Le passé ne plaide donc pas en faveur de la sincérité du Président. Et le présent ?

Il ne faut pas se tromper sur le sens des mesures qui ont été déjà prises : si le Président a décidé d'ajourner la privatisation de l'aéroport de Paris, ce n'est pas par prise en compte du million d'opposition recueillies au cours de la collecte des signatures préliminaires à la tenue d'un référendum partagé, nombre d'ailleurs insuffisant en regard de la constitution. C'est tout simplement parce que dans la conjoncture actuelle, la revente des actions détenues par l’État ne rapporterait pas la somme qu'il espérait. Il ne faut donc pas y voir une rupture avec la logique de casino boursier car il s'agit d'une suspension et non d'une annulation. Il en est de même de la suspension de la réforme des retraites et du report de l'application de la nouvelle loi sur l'assurance chômage. Le soutien aux entreprises, pouvant aller selon Bruno Lemaire jusqu'à la nationalisation, ne doit pas non plus faire conclure à un changement de paradigme : la vérité, c'est que la crise sanitaire a provoqué une double crise de l'offre et de la demande qui est les ressorts de l' économie marchande, celle-ci ne pouvant compter pour survivre que sur le soutien de l’État. On en veut pour preuve tous les reports et allègements de charge, qui sont accordées aux entreprises sans aucune contrepartie : à titre d'exemple, le pouvoir n'entend pas remettre en question ce qui a constitué l'épine dorsale de sa politique, l'ISF qui a pourtant privé le trésor public d'importantes recettes. Il n'entend pas non plus en appeler à la solidarité des plus riches : Bruno Lemaire se contente de "conseiller" aux entreprises "la plus grande modération sur le versement des dividendes", là où d'autres pays (Allemagne, Suède)  annoncent une interdiction pure et simple et que les États-Unis eux-mêmes réservent l'aide d'états aux bauques qui ont renoncé à rémunérer leurs actionnaires. Cela fait dire à une économiste députée européenne que "Le gouvernement remet en cause les acquis sociaux, le droit du travail dans les ordonnances. En revanche, il refuse de rétablir l’ISF ou même de remettre en cause les dividendes. Il porte une injustice sociale incroyable, à un moment où il y a besoin de montrer de la solidarité".

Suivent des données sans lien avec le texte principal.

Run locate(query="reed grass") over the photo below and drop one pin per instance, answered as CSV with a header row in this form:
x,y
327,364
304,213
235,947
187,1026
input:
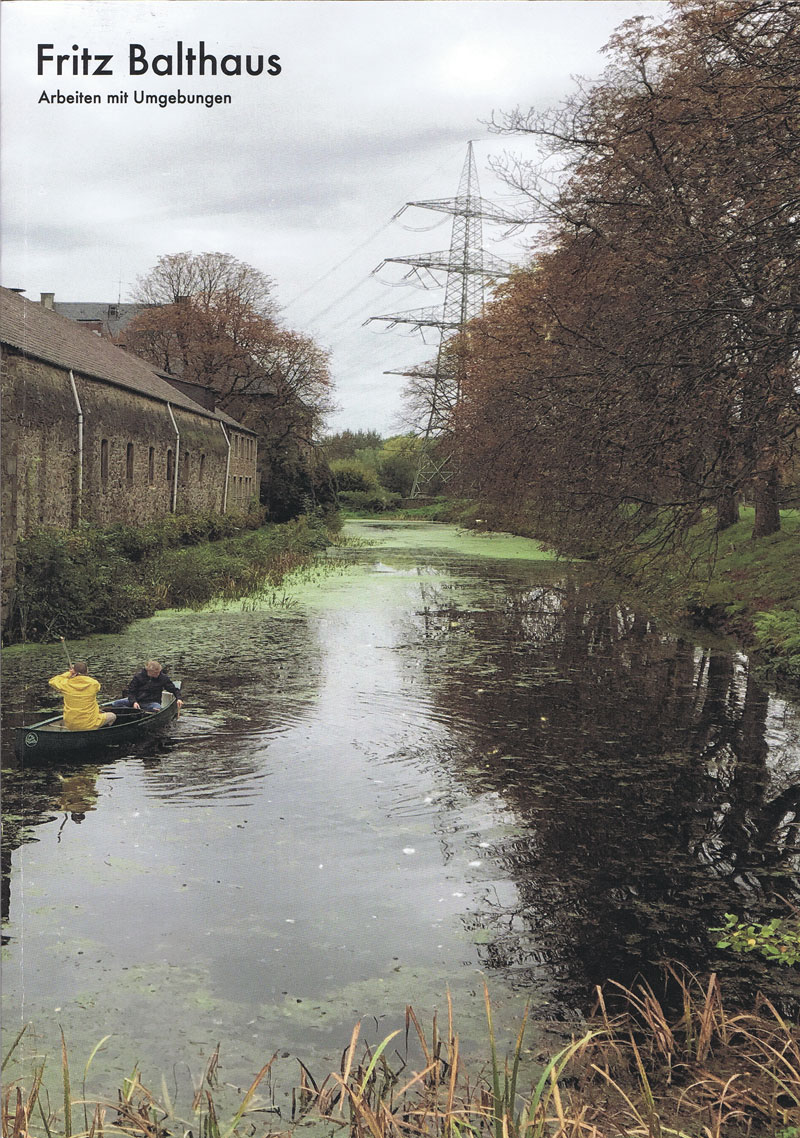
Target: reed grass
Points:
x,y
636,1071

On peut même conjoncturer qu'a la sortie de cette crise - si on s'en sort - les fondamentaux de l'économie marchande n'auront pas été remis en question et que la facture de la crise sera présentée, comme d'habitude, aux salariés, aux retraités et aux chômeurs. Le "chemin de Damas" de Macron ressemble donc plus à un jeu vidéo qu'à la réalité.